To answer these questions, an exercise in data analytics has been designed and implemented, following the industry standard CRISP-DM methodology. As part of this process, a review of contemporary literature has been carried out, on the subjects of the Irish property market, the factors that influence the level of demand for registration, and modelling approaches applied to variable selection and predictive modelling. Using the insights gleaned from this research, a varied dataset has been sourced, assembled, explored and prepared which includes property registration data, house sale data and economic indicator data. The final dataset has been used to build a series of predictive models, and after evaluation the results show the Random Forest model to be the most effective. A further finding is that the combined outcome of all of the models indicates that the number of houses sold is the single most important factor in predicating volume of applications for registration.

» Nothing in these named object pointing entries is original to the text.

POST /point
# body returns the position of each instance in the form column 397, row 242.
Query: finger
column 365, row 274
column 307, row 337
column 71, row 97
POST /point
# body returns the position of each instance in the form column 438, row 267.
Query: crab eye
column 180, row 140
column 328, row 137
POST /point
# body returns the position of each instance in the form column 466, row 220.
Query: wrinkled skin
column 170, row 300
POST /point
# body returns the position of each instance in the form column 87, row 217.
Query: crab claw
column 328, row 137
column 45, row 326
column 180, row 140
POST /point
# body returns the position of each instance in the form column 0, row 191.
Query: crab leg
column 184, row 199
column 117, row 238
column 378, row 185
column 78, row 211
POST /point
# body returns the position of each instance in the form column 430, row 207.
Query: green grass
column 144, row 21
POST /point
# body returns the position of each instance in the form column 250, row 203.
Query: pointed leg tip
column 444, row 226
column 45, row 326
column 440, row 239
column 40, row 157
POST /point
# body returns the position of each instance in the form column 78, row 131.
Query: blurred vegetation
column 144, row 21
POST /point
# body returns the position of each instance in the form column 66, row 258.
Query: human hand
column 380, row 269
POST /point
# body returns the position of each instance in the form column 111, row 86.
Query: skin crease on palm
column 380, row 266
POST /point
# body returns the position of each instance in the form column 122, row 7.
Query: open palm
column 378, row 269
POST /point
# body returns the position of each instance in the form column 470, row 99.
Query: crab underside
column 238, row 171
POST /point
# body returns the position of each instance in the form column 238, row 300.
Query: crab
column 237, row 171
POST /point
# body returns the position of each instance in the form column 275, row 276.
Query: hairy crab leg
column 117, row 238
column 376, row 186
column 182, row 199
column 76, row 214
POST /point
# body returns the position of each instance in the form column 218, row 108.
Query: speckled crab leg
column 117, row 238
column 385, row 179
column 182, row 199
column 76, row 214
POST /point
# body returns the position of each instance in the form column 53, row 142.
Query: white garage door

The series of experiments conducted and the body of research analysed have presented several valuable insights into the housing market and the factors that influence it, the modelling techniques that can be applied to intake prediction and the key prediction factors that influence intake. The overall conclusion of the study is that the null hypothesis has been rejected and that intake of ‘first registration’ applications in the Property Registration Authority can be predicted through analysis of historical intake data and external factors. However, it is acknowledged that further work will be required to develop a data gathering and analysis process that can be operationalised in the PRA context.